Tuesday, January 05, 2010

"My database is slow" - part 2: indexes.

Note: below description uses PostgreSQL 8.3.7.

This article is a continuation of previous one about database performance.
Suppose we have a database that is normalized to our needs, the memory of the server was also quite reasonably allocated, we are using a connection pool and we did not change the default transaction isolation level for our database - but the database still is not a "speed daemon". What can You do in this situation? Did we miss something?

You can look inside the database giva a closer look on specific operations performed on the data to determine which operations cause performance degradation and possibly "help" them perform faster. As the sample database I will use PostgreSQL - I will examine its specific mechanisms to check and improve performance.
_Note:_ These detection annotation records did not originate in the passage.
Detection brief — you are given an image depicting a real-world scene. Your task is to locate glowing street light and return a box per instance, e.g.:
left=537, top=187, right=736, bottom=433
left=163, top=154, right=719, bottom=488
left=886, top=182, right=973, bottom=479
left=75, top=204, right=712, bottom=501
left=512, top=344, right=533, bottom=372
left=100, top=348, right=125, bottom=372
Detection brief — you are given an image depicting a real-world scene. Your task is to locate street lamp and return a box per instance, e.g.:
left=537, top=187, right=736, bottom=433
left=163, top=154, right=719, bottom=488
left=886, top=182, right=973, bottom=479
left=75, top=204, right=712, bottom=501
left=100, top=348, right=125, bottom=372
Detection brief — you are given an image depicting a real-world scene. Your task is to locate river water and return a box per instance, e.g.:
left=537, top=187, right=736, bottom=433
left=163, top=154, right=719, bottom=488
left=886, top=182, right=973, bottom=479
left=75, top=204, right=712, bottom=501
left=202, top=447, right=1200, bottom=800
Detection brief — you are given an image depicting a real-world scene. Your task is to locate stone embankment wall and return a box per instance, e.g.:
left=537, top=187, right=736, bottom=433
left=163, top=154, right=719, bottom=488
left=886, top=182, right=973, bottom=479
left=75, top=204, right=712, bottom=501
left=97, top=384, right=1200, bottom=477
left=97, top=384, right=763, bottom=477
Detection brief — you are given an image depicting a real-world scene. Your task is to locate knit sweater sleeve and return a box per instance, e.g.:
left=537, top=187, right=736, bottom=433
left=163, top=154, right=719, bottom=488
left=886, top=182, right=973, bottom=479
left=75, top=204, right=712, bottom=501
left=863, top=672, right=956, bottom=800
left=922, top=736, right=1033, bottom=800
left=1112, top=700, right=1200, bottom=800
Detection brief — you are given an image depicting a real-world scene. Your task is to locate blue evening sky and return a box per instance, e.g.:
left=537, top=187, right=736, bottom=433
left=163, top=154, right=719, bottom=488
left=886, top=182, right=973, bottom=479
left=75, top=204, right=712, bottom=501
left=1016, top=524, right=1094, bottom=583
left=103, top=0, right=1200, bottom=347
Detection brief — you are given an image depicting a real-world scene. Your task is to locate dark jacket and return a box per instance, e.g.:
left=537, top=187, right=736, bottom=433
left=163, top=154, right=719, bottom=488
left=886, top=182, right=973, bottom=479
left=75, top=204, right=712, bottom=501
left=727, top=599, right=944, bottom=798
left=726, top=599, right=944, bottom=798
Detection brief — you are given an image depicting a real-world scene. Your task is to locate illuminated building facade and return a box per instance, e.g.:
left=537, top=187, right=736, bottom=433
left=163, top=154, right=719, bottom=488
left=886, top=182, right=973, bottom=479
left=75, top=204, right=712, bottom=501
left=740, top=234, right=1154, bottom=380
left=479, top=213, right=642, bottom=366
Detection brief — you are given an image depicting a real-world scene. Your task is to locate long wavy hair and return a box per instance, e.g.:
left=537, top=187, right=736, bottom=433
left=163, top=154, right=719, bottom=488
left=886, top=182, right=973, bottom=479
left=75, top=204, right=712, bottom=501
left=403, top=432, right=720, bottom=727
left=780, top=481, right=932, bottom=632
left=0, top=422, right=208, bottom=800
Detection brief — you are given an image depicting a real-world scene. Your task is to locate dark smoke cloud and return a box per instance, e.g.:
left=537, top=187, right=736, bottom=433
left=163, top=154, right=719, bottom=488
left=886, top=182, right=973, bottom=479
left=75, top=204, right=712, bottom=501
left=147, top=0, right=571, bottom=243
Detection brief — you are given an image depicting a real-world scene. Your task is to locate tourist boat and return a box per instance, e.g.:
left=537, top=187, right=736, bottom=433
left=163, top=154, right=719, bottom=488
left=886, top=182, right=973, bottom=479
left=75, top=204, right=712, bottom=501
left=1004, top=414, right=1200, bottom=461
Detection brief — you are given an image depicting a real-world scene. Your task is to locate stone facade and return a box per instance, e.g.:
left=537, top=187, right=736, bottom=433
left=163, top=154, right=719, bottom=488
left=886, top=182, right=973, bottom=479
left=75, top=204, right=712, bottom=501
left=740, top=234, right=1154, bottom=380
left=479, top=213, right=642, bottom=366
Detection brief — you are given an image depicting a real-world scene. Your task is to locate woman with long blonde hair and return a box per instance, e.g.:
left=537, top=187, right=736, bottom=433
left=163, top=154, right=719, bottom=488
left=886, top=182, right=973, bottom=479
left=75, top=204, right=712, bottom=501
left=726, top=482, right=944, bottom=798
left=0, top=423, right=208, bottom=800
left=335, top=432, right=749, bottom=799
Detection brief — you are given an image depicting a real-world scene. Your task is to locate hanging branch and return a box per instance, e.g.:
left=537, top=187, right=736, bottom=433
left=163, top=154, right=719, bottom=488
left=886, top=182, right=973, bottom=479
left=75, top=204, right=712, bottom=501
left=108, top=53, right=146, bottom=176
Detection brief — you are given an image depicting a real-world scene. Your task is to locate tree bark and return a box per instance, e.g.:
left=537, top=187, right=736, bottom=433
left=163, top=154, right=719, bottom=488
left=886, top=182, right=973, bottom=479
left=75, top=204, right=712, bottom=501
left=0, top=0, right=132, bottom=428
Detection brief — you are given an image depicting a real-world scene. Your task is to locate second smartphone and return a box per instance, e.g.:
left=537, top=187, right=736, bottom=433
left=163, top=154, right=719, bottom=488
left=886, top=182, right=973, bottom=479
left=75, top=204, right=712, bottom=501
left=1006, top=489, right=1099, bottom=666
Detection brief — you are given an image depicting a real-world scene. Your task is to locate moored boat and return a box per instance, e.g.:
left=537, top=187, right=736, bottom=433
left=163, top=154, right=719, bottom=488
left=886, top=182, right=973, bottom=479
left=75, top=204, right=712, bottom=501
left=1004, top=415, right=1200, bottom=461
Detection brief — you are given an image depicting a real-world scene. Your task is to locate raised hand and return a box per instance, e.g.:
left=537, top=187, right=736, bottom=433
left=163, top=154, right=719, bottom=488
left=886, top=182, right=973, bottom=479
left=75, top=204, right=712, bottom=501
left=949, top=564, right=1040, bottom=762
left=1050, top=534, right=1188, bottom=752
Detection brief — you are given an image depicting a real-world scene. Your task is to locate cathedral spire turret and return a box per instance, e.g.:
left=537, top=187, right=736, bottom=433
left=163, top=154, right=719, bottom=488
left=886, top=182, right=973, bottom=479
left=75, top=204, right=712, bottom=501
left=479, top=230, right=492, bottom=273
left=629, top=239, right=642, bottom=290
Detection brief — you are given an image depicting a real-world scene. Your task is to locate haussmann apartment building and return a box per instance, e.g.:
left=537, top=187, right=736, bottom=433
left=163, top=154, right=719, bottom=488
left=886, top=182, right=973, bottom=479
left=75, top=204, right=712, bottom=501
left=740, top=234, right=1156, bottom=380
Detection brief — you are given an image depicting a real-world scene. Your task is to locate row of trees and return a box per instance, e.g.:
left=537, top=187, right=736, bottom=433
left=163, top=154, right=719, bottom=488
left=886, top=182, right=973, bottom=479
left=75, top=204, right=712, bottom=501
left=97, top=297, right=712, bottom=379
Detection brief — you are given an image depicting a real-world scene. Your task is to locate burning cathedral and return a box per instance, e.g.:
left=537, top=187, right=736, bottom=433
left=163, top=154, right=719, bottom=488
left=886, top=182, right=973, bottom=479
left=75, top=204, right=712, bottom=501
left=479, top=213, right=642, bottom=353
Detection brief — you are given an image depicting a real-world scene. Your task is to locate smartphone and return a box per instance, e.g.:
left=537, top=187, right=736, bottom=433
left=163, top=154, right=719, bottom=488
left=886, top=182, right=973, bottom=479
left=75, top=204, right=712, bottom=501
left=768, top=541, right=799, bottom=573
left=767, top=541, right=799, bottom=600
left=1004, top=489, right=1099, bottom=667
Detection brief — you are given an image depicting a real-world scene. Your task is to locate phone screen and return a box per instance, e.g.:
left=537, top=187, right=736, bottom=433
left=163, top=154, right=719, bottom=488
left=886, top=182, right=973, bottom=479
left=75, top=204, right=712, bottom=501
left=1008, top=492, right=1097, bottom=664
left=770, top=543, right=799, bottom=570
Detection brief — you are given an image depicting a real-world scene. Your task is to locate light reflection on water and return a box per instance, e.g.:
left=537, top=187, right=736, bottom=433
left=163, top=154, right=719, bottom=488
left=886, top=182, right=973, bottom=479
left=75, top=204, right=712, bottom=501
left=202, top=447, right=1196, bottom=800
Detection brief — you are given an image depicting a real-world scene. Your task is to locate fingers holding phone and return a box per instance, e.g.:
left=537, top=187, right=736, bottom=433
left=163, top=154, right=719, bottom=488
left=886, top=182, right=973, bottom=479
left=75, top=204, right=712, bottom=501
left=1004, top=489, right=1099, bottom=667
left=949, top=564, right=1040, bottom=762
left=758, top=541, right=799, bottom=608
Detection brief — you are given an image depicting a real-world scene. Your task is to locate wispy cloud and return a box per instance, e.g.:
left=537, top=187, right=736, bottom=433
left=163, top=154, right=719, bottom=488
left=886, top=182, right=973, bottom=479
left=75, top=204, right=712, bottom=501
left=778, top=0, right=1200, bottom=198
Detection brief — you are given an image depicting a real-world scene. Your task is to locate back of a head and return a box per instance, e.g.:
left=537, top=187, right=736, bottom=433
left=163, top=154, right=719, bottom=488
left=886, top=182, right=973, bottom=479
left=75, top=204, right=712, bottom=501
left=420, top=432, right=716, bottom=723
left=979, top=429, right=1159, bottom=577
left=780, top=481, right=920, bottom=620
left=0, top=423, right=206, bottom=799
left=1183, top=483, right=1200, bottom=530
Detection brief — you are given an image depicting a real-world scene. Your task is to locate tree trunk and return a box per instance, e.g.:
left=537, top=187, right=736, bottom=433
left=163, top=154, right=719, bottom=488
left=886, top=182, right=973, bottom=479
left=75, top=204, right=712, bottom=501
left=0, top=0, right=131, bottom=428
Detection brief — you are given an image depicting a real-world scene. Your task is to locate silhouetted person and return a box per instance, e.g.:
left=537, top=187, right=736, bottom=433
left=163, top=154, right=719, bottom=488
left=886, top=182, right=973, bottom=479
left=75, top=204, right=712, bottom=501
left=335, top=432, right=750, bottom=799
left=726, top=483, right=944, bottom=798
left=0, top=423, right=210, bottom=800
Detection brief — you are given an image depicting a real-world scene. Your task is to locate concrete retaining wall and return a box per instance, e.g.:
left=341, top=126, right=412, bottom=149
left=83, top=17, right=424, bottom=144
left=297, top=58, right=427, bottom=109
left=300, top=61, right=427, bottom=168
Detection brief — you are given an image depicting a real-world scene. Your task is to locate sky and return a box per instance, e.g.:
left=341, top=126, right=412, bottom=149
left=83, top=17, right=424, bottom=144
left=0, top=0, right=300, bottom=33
This will be only an outline of what can be done (based on crude example), because the topic is so large that it may well be placed on a separate dedicated blog.

Requirements:
  • installed PostgreSQL (description here)
  • a test database with sample data - just to show how PostgreSQL performs a very simple SQL opeartions
Let's consider a very simple database for some online store with two tables: customer table (called Customer) and customers' orders table (called Order). Just open pgAdmin and execute this SQL command:


CREATE DATABASE store ENCODING = 'UTF8';


Then connect to database "store" and run this SQL commands:


CREATE TABLE customers
(
customer_id INTEGER,    
fname VARCHAR(32),
lname VARCHAR(32) NOT NULL,
CONSTRAINT customer_pk PRIMARY KEY(customer_id)
);

CREATE TABLE orders
(
order_id INTEGER,
customer_id INTEGRE NOT NULL CONSTRAINT customer_order_fk REFERENCES customers(customer_id),
description TEXT,
price NUMERIC(7,2),    
CONSTRAINT order_pk PRIMARY KEY(order_id)    
);

For simplicity, here I do not use a SERIAL field to hold primary keys - just ordinary integer with constraint. Now we should fill the database with some sample data: lets put about 10 000 records to Customers table and 30 000 records to Orders table.  That is rather huge amount of data. How can we do it?
The best way is to write a Java program that generates a file with proper SQL INSERT statements for each table - this is homework for You ;-)
I wrote simple program which takes popular first names for males and popular first names for females, then takes popular surnames from here and combines them together to produce 10.000 "people". Having those records and knowing their customer_id (that's why I used ordinary integer field - just to write a program) my program generated random 30 000 orders for those customers.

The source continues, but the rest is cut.